For game one we decided that I needed to refocus the campaign. The group is doing an investigation on Scintilla, the capital of the Calixis Sector and we realized we were suffering from both too much info and not enough clear result and it was leading the players to feel there were too many avenues to investigate. So, as the GM is ultimately responsible for delivering a fun framework for the players to build a good story in, I am doing a mild reset. I am moving the game on a couple of years after assuming the players have hit a wall in their investigation. This will allow me to flesh out the characters role on the planet, fill in some background to help guide the players along in the scenario. Hopefully this will allow the players to better connect into the world and the story and get us through the story.
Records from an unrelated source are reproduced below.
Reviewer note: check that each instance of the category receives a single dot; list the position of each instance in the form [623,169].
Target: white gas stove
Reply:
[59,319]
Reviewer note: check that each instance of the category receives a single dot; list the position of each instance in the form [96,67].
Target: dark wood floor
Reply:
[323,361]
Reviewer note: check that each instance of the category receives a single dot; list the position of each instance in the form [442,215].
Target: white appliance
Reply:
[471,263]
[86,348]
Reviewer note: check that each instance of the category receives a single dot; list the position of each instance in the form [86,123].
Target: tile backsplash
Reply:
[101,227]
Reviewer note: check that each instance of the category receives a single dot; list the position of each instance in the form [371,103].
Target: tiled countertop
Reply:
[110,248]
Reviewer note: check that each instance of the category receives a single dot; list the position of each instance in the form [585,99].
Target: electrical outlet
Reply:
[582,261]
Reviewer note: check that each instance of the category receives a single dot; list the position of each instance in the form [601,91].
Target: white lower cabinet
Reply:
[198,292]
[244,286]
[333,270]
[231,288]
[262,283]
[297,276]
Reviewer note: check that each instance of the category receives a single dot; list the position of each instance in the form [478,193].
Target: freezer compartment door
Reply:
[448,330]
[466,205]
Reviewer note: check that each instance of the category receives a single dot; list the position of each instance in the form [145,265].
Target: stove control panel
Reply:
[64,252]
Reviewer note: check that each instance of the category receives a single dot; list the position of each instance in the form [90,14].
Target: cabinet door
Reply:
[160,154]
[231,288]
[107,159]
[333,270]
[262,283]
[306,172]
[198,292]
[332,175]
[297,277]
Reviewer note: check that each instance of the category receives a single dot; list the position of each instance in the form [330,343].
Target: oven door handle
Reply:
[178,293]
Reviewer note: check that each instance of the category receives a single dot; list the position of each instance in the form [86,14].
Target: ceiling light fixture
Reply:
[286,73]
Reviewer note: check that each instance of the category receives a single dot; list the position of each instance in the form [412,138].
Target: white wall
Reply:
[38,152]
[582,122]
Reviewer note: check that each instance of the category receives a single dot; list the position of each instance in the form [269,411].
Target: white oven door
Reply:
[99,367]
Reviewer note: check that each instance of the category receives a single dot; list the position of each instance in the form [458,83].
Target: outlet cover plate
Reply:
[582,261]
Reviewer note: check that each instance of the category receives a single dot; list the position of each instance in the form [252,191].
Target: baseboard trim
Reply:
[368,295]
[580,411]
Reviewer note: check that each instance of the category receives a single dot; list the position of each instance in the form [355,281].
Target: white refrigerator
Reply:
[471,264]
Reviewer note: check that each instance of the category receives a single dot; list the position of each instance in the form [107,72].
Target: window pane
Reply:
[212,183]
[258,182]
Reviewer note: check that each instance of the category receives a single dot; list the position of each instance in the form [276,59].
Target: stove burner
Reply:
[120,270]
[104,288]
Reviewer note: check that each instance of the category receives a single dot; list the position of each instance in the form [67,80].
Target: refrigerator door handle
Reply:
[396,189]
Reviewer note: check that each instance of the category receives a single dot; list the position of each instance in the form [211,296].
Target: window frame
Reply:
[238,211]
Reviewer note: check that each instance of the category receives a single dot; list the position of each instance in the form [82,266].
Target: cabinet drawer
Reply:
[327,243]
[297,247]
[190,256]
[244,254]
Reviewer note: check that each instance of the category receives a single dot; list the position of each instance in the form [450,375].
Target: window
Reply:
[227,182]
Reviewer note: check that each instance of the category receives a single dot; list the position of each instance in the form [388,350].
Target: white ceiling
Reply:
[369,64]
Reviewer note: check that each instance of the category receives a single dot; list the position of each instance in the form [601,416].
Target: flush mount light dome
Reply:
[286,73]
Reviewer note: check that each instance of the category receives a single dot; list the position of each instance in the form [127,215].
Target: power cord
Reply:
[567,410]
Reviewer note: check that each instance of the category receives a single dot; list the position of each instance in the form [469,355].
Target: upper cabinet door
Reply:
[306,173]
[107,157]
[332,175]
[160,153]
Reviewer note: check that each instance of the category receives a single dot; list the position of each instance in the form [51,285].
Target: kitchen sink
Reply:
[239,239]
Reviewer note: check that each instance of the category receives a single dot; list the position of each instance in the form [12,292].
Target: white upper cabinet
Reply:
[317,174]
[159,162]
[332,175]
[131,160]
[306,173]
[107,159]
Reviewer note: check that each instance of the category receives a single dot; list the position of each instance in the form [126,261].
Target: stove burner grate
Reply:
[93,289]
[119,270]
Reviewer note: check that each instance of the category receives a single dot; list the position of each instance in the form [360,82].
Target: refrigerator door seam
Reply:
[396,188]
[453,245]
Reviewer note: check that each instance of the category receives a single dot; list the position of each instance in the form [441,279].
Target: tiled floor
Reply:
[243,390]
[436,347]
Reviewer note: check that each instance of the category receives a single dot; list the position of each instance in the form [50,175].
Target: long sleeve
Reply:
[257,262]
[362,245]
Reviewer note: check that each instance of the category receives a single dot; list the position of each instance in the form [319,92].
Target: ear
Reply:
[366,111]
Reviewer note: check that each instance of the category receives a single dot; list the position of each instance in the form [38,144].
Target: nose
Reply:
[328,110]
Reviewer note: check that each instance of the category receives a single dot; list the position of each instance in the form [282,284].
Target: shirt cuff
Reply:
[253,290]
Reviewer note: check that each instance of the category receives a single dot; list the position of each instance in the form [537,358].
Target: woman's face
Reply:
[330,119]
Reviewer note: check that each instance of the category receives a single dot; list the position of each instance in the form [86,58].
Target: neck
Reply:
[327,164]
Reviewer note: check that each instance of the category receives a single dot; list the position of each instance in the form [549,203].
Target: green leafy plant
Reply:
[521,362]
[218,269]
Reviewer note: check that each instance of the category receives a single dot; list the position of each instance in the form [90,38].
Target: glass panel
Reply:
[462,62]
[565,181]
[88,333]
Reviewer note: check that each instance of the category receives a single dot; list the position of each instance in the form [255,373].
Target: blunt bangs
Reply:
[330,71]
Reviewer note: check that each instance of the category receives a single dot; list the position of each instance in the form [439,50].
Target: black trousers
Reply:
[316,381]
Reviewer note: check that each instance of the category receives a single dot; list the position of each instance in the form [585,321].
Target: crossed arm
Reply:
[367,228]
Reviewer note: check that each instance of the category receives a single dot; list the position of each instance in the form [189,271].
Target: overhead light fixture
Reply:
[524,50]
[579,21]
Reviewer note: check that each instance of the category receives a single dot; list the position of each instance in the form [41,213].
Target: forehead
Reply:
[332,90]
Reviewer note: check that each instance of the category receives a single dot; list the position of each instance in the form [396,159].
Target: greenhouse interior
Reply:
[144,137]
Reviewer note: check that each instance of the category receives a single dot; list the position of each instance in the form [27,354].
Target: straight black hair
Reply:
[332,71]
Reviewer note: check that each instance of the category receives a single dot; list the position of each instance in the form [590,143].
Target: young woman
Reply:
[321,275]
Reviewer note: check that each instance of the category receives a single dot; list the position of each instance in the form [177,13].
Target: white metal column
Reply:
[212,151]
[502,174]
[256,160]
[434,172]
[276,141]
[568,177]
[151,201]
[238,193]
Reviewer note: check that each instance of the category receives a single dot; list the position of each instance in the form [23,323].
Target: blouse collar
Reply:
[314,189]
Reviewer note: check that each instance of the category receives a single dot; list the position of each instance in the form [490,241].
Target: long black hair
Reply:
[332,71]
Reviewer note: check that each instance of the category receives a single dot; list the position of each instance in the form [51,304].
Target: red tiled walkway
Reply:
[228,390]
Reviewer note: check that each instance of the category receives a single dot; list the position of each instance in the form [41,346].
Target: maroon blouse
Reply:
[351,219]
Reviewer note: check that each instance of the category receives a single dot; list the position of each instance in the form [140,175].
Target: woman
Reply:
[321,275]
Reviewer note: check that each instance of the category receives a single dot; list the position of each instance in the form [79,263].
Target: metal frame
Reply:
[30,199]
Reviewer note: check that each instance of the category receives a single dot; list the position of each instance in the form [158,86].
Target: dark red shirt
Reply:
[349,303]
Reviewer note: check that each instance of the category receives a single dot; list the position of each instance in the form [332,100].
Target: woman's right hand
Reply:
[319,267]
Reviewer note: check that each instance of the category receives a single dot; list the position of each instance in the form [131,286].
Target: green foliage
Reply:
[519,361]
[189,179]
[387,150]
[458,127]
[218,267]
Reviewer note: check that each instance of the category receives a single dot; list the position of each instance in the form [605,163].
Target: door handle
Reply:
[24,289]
The second game has had a much tighter story brief, it is a monthly game so I need to make sure every session has a good hook to it as bad game won’t get a chance to move on for at least another month. In addition both games are played on week nights so the sessions are short compared to the legendary all day sessions of old so for the monthly game so I often have the session tightly planned and while the players have a lot of choices the story line pushes them in more direct ways in the monthly game than it does for the regular session game. So after deciding that the regular game spent too much time investigating without clear results, I naturally had the second game spend all of last night doing an investigation.
To keep the investigation moving I used a technique stolen from 4th Edition D&D, the skill challenge. Now in 4th ed D&D it is somewhat controversial, it can be played like a formula and I am told bad D&D DMs are running these by saying ‘Ok this is a skill challenge, roll your skills and tell me if you crit.’ but I am stealing the idea of moving from player to player and challenging them to use their skills in the investigation by role playing their character. In practice I went around the table from player to player and asked them what they were investigating and what skills they felt were appropriate for that line of investigation. For instance the Priest used his skills to investigate Church contacts. He would tell me his question, point out a skill that he would be using as a base, make his roll and if information was available I would either give a brief answer or provide a quick character bit if an NPC was involved. This differs from our traditional methods of doing this sort of thing which is the entire group thinking as a committee and often circling around each other in that way committees tend to do. After each pass around the table I would allow the group to have a quick group pow wow, and I would check in with the Officer to see if he wanted to put any direction in, but I would then circle the table and work player to player again. As in D&D I counted successes and failures and opened up more clues as the challenge moved on based on the result checks. This could have been trouble, as you don’t want bad dice to completely derail the group so I set a minimum amount of info available that I thought should move them along, but as it happened they had hot dice and they got good info down one line of questioning they followed. I won’t say which one they did best on, but it was nice to be fairly free with clues in one area. I will certainly be using this technique again as I think it got us a much tighter result than we had been getting in the other group for investigations. You can see the results of the session from the Game Summary and get a feel for how it felt during the game.
So to sum up, a refocus is in the works for the the first campaign. This will force me as the Gm to tighten up and give the players more meat to bite into. This was our first group and we started pretty cold with it so I don’t feel too bad here, but it is sign that I didn’t have game as well focused as I should. Good that the players let me know their feelings before we came off the rails, but a reminder to me that even after thirty one years of GMing I am still far from an expert. The second game let me play with a different method of handing the non-combat elements of a Dark Heresy investigation and I think it worked well. It won’t always be the perfect method, there are times the group should be investigating as a group and the character interplay is critical, but I am happy with the steal and it let players who might have otherwise mostly sat out this sort of thing get involved and really contribute.